It's the Bambi effect. Childhood whimsies that occupy a person's - and especially a writer's - imagination for years, becoming more mythic with every remembrance, can be stripped of all their charms the instant their bare, pathetic reality comes back into physical view.
Still, it must be done.
To the mountains, then, for a myth-crushing drive down memory lane. First past the Nantahala River, whose whitewater fierceness is documented in various family photographs, with at least one accompanying story of an almost-drowning. This time we drove the full rafting portion of the river in under 15 minutes. It was a fine drive along a paved road that never left the riverbank. The water looked precisely as treacherous (and as deep) as a the kiddie pool at a man-made water park.
Next the town of Cherokee. Forget the little-boy awe of shopping for imitation tomahawks and real arrowheads. Here were cramped stretches of tourist tat, of vinyl teepees and crumbling motels. (Actually, the more I think about this, the more a new kind of fascination emerges, but let's not be distracted by that.)
"We went all the way up there?!" Granny offered at Maggie Valley, conjuring an enthusiasm that I couldn't.
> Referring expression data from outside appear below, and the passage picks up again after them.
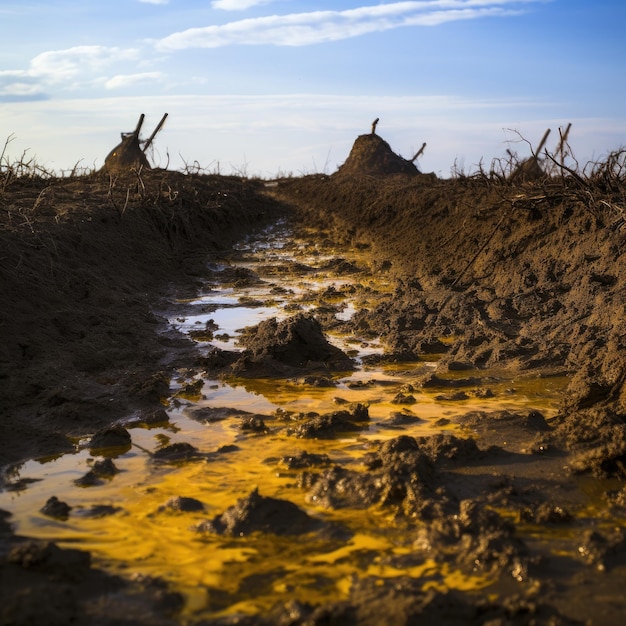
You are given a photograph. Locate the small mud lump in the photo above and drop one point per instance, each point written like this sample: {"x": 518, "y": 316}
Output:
{"x": 297, "y": 342}
{"x": 257, "y": 513}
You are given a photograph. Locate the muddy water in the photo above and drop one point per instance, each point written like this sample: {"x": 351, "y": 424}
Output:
{"x": 124, "y": 519}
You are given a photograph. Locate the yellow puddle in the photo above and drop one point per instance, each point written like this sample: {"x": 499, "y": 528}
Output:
{"x": 249, "y": 574}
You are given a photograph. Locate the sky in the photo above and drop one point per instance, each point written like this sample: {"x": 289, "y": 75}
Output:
{"x": 283, "y": 87}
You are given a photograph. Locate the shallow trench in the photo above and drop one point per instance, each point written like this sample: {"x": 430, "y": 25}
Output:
{"x": 124, "y": 519}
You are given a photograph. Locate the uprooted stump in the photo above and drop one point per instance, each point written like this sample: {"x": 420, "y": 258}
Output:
{"x": 129, "y": 154}
{"x": 372, "y": 155}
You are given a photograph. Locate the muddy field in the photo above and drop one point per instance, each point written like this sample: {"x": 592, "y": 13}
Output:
{"x": 485, "y": 275}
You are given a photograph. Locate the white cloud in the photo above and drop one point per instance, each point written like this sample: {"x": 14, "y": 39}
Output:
{"x": 238, "y": 5}
{"x": 300, "y": 29}
{"x": 71, "y": 68}
{"x": 298, "y": 133}
{"x": 121, "y": 81}
{"x": 61, "y": 65}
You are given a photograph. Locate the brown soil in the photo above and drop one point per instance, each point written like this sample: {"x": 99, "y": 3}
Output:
{"x": 527, "y": 277}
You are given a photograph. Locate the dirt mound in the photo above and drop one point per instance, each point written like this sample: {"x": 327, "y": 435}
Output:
{"x": 524, "y": 276}
{"x": 372, "y": 155}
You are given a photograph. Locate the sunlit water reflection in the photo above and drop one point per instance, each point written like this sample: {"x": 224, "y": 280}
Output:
{"x": 213, "y": 572}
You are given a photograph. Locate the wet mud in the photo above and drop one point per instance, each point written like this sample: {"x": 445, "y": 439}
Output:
{"x": 476, "y": 477}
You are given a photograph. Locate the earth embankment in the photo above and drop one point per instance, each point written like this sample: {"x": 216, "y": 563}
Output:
{"x": 85, "y": 262}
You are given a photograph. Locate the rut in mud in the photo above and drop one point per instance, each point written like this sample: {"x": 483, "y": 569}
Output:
{"x": 424, "y": 418}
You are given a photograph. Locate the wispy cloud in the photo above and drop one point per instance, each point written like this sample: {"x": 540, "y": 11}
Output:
{"x": 301, "y": 29}
{"x": 120, "y": 81}
{"x": 72, "y": 68}
{"x": 238, "y": 5}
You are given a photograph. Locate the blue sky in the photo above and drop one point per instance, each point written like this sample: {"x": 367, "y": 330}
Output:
{"x": 269, "y": 87}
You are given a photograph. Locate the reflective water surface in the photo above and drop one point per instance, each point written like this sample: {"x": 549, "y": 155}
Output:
{"x": 123, "y": 520}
True, the chair lift to Ghost Town in the Sky, a misplaced wild west theme park, loomed high and steep above the road, but I didn't need to see the 'town' beyond the crest to know that going there would make me wish it was deserted.
I'd go back for a showdown, mind you, if I thought the 30-something showgirl who sat on my 12-year-old lap during her saloon act, leaving a scar on my psyche (it's the smoky breath that haunts me, and the lace), would not by now have received her ruthless, Western reward: demoted to Fainting Spinster in a gunfire scene, her racy pantaloons long ago passed on to someone closer to my own age.
Of course it's not the places from our youth that change so much. We do. And so going back to the scene may be the worst way to reconstruct them. Vicariousness is the only safe route, with the odd primary document thrown in to keep the way mysterious.
Or scrap the whole idea and take a trip down someone else's memory lane, where you'll be free to make the stories up from scratch. Where to begin? Try this collection of old post cards from North Carolina, which used to go by the heart-sinking marketing moniker, Variety Vacationland.
However sorry we are to see what adulthood has done to our old haunts, and ourselves, it can be good to remind yourself that some people may still have more to sort out than you do.